Theoretically Grounded Framework for LLM Watermarking: A Distribution-Adaptive Approach
Haiyun He, Yepeng Liu, Ziqiao Wang, Yongyi Mao, Yuheng Bu

TL;DR
This paper introduces a theoretically grounded, distribution-adaptive watermarking framework for LLMs that jointly optimizes watermark scheme and detector, ensuring high detection accuracy with minimal text distortion.
Contribution
It presents a unified theoretical framework for LLM watermarking, deriving optimal solutions and proposing a practical, distortion-free, distribution-adaptive watermarking algorithm (DAWA).
Findings
Effective at ultra-low false positive rates
Distribution-adaptive scheme improves detection performance
Validated on Llama2-13B and Mistral-8x7B models
Abstract
Watermarking has emerged as a crucial method to distinguish AI-generated text from human-created text.
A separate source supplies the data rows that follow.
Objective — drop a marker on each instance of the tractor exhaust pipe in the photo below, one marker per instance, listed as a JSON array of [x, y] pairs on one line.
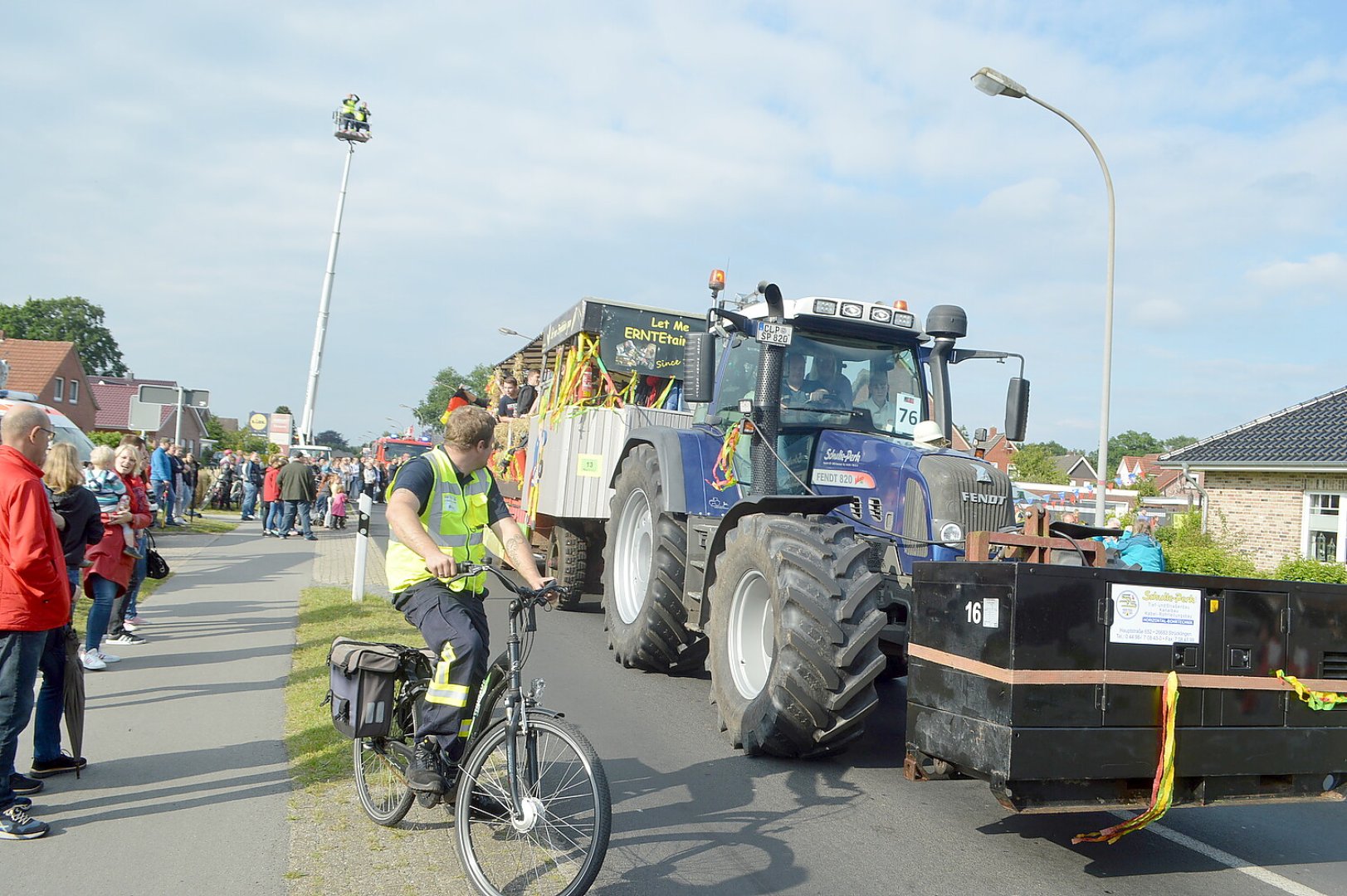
[[767, 410]]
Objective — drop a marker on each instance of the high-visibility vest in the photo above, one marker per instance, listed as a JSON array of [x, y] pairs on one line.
[[454, 518]]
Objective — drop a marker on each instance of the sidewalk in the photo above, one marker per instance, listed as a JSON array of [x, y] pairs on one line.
[[188, 779]]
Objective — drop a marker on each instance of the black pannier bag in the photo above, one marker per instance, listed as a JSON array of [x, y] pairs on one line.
[[361, 690]]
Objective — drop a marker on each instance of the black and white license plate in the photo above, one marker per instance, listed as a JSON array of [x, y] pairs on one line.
[[775, 333]]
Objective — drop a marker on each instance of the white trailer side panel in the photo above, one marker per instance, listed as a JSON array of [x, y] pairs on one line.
[[578, 455]]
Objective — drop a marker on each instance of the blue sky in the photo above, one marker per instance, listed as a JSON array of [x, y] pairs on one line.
[[174, 163]]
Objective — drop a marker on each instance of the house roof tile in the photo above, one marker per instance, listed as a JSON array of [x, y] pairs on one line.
[[32, 363], [1314, 431]]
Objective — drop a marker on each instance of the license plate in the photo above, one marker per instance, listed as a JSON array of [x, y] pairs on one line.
[[775, 333]]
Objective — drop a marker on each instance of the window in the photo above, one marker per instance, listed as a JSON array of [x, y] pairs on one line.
[[1325, 538]]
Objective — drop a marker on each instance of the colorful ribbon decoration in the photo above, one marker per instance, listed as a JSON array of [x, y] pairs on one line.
[[1314, 699], [1163, 790], [724, 468]]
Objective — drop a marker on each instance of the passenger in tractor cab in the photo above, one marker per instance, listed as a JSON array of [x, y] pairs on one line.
[[879, 402], [828, 386]]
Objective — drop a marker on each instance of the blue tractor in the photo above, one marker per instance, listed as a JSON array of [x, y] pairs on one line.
[[784, 559]]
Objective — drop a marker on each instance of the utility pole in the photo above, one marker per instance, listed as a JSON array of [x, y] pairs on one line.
[[350, 134]]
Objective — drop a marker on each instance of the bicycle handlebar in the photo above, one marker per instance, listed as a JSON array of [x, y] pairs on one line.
[[542, 596]]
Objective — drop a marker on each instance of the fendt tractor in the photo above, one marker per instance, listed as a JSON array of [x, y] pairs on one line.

Current watermarking approaches often lack formal optimality guarantees or address the scheme and detector design separately. In this paper, we introduce a novel, unified theoretical framework for watermarking Large Language Models (LLMs) that jointly optimizes both the watermarking scheme and detector. Our approach aims to maximize detection performance while maintaining control over the worst-case false positive rate (FPR) and distortion on text quality. We derive closed-form optimal solutions for this joint design and characterize the fundamental trade-off between watermark detectability and distortion. Notably, we reveal that the optimal watermarking schemes should be adaptive to the LLM's generative distribution. Building on our theoretical insights, we propose a distortion-free,…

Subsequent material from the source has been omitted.